Containing Ovechkin is key for the Rangers, as the Caps then have to rely on the likes of Kuznetsov, Nicklas Backstrom (who does most of his damage in tandem with Ovechkin), Joel Ward, Troy Brouwer, Marcus Johansson, and Ranger-killer Jason Chimera. While these are all quality players, the Rangers would still be prudent to take their chances with them — even Chimera — more so than Ovechkin.
In this year’s regular season, Ovechkin had five goals in four games against the Rangers, but four of those came on the power play. That brings us to the next point…
3. Win (or Tie) the Special Teams Battle
Ovechkin had 5 goals against NYR in regular season, including 4 on the PP. Caps PP was 4-for-13.
— Dan Rosen (@drosennhl) April 28, 2015
The Capitals had the league’s #1 power play in the regular season, scoring at a 25.3% clip. Against the Rangers and their strong penalty kill (sixth in the NHL at 84.3%), they performed even better, as their 4-for-13 success rate equates to 31%.
It seems like an obvious strategy against the Caps’ power play would be to shadow Ovechkin heavily on the left wing so he cannot set up for his lethal one-timer. One would think that teams would at least try that until Washington countered with an adjustment. Nevertheless, the Capitals have been effective all season at scoring on the power play, so the Rangers will have to stay out of the box and really dig in on the penalty kill on the occasions when they are shorthanded.
The Rangers’ power play, on the other hand, has been a sore spot seemingly forever. Even with the trade-deadline acquisition of power play specialist Keith Yandle, New York finished 21st in the league with a meager 16.8% success rate.

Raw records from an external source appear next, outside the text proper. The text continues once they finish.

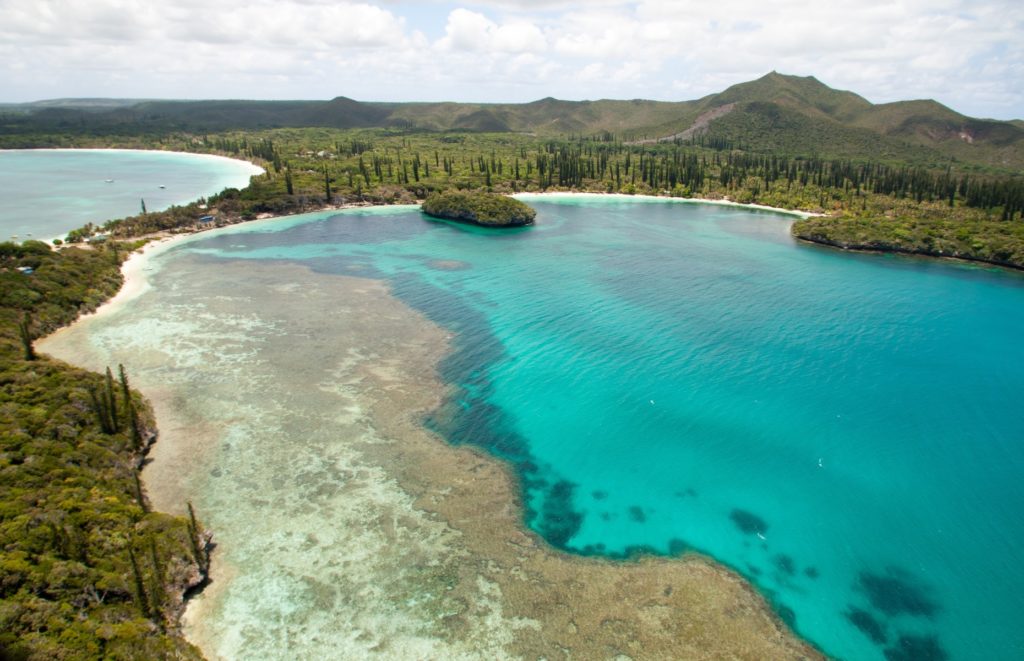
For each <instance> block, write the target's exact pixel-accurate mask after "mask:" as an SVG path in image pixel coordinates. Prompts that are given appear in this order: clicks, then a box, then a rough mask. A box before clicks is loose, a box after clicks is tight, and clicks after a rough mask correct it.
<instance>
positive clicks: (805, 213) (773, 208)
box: [512, 190, 826, 218]
mask: <svg viewBox="0 0 1024 661" xmlns="http://www.w3.org/2000/svg"><path fill="white" fill-rule="evenodd" d="M512 196H513V197H517V199H529V197H580V196H593V197H612V199H618V200H656V201H658V202H668V203H673V204H689V205H715V206H718V207H736V208H738V209H753V210H755V211H771V212H774V213H777V214H787V215H790V216H797V217H798V218H813V217H816V216H825V215H826V214H820V213H814V212H809V211H796V210H793V209H782V208H781V207H768V206H765V205H756V204H744V203H739V202H732V201H731V200H705V199H701V197H669V196H668V195H629V194H626V193H622V192H579V191H573V190H565V191H551V192H519V193H515V194H514V195H512Z"/></svg>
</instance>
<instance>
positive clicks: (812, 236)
mask: <svg viewBox="0 0 1024 661" xmlns="http://www.w3.org/2000/svg"><path fill="white" fill-rule="evenodd" d="M793 237H794V238H796V239H797V240H798V241H802V243H804V244H807V245H808V246H816V247H818V248H825V249H831V250H838V251H842V252H851V253H860V254H862V255H896V256H900V257H915V258H920V259H927V260H929V261H932V262H936V263H942V262H948V263H952V264H959V265H962V266H969V265H974V266H978V265H985V266H990V267H993V268H996V269H1000V270H1004V269H1005V270H1007V271H1010V272H1012V273H1019V274H1024V265H1021V264H1014V263H1012V262H996V261H993V260H987V259H981V258H979V257H965V256H964V255H947V254H945V253H936V252H926V251H919V250H911V249H905V248H899V247H893V246H886V247H883V246H871V245H867V244H863V245H861V244H844V243H842V241H839V240H833V239H829V238H824V237H815V236H808V235H804V234H793Z"/></svg>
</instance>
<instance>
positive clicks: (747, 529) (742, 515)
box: [729, 510, 768, 535]
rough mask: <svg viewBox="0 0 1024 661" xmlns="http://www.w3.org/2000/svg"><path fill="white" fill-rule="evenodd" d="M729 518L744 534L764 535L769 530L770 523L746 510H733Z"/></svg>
mask: <svg viewBox="0 0 1024 661" xmlns="http://www.w3.org/2000/svg"><path fill="white" fill-rule="evenodd" d="M729 518H730V519H732V523H734V524H736V527H737V528H739V530H740V532H742V533H743V534H748V535H763V534H765V532H767V531H768V524H767V523H765V520H764V519H762V518H761V517H759V516H757V515H756V514H752V513H750V512H746V511H745V510H733V511H732V512H730V513H729Z"/></svg>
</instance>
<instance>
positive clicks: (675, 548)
mask: <svg viewBox="0 0 1024 661" xmlns="http://www.w3.org/2000/svg"><path fill="white" fill-rule="evenodd" d="M689 549H690V545H689V544H688V543H686V542H685V541H683V540H682V539H676V538H675V537H673V538H672V539H670V540H669V555H670V556H682V555H683V554H685V553H686V552H688V550H689Z"/></svg>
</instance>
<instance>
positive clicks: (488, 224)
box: [421, 190, 537, 227]
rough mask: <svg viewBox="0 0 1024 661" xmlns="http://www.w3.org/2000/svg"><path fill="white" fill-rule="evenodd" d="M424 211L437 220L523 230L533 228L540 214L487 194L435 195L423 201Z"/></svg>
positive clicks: (524, 204)
mask: <svg viewBox="0 0 1024 661" xmlns="http://www.w3.org/2000/svg"><path fill="white" fill-rule="evenodd" d="M421 208H422V210H423V213H425V214H426V215H428V216H431V217H433V218H441V219H444V220H455V221H458V222H464V223H472V224H474V225H481V226H483V227H521V226H523V225H532V224H534V220H535V219H536V218H537V212H536V211H535V210H534V209H532V208H530V206H529V205H527V204H525V203H523V202H520V201H518V200H513V199H512V197H506V196H504V195H496V194H494V193H487V192H462V191H456V190H453V191H449V192H441V193H433V194H431V195H429V196H428V197H427V199H426V200H425V201H423V206H422V207H421Z"/></svg>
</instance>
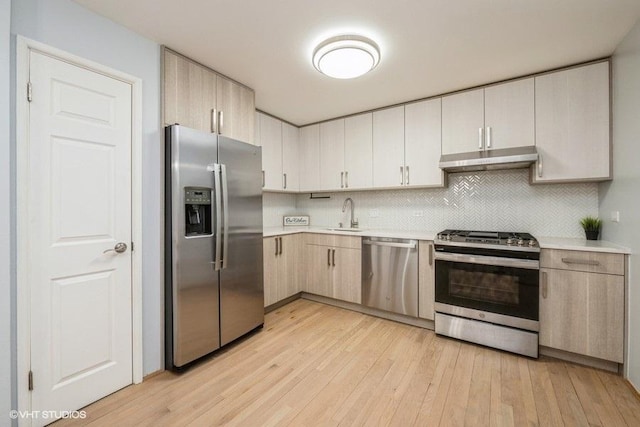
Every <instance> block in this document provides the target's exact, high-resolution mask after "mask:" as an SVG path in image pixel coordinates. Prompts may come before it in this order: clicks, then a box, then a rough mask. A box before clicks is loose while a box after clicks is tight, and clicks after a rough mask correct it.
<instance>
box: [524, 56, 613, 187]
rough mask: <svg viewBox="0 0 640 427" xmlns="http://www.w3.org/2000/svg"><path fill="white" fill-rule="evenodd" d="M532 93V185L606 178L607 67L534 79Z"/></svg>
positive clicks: (606, 66)
mask: <svg viewBox="0 0 640 427" xmlns="http://www.w3.org/2000/svg"><path fill="white" fill-rule="evenodd" d="M535 92H536V97H535V98H536V148H537V150H538V154H539V156H540V157H539V159H540V160H539V162H538V163H537V164H536V166H537V167H536V169H535V171H534V173H533V182H549V181H574V180H606V179H609V178H610V176H611V168H610V154H611V153H610V149H611V144H610V123H609V63H608V62H601V63H597V64H593V65H587V66H584V67H579V68H573V69H570V70H565V71H559V72H557V73H551V74H546V75H543V76H540V77H536V89H535Z"/></svg>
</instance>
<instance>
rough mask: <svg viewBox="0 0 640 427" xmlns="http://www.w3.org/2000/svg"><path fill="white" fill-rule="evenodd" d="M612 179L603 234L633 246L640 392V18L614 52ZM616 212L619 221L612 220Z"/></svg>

Taking that into consideration, the Rangers really just need to try to break even with the Caps on power play goals. If they can avoid too many trips to the penalty box, have a reasonably effective penalty kill when they have to, and chip in power play goals of their own in a timely — if infrequent — manner, they will be in great shape. The Rangers are such a strong five-on-five team (#1 in the league during the regular season with a 1.32 ratio of goals for/goals against during five-on-five play) that they just need to avoid getting burned in the special teams department.
If the Rangers can at least earn a draw on special teams, contain Alex Ovechkin, and get more from their offense, they will likely find themselves in the Eastern Conference Finals for the second straight year and third time in the past four.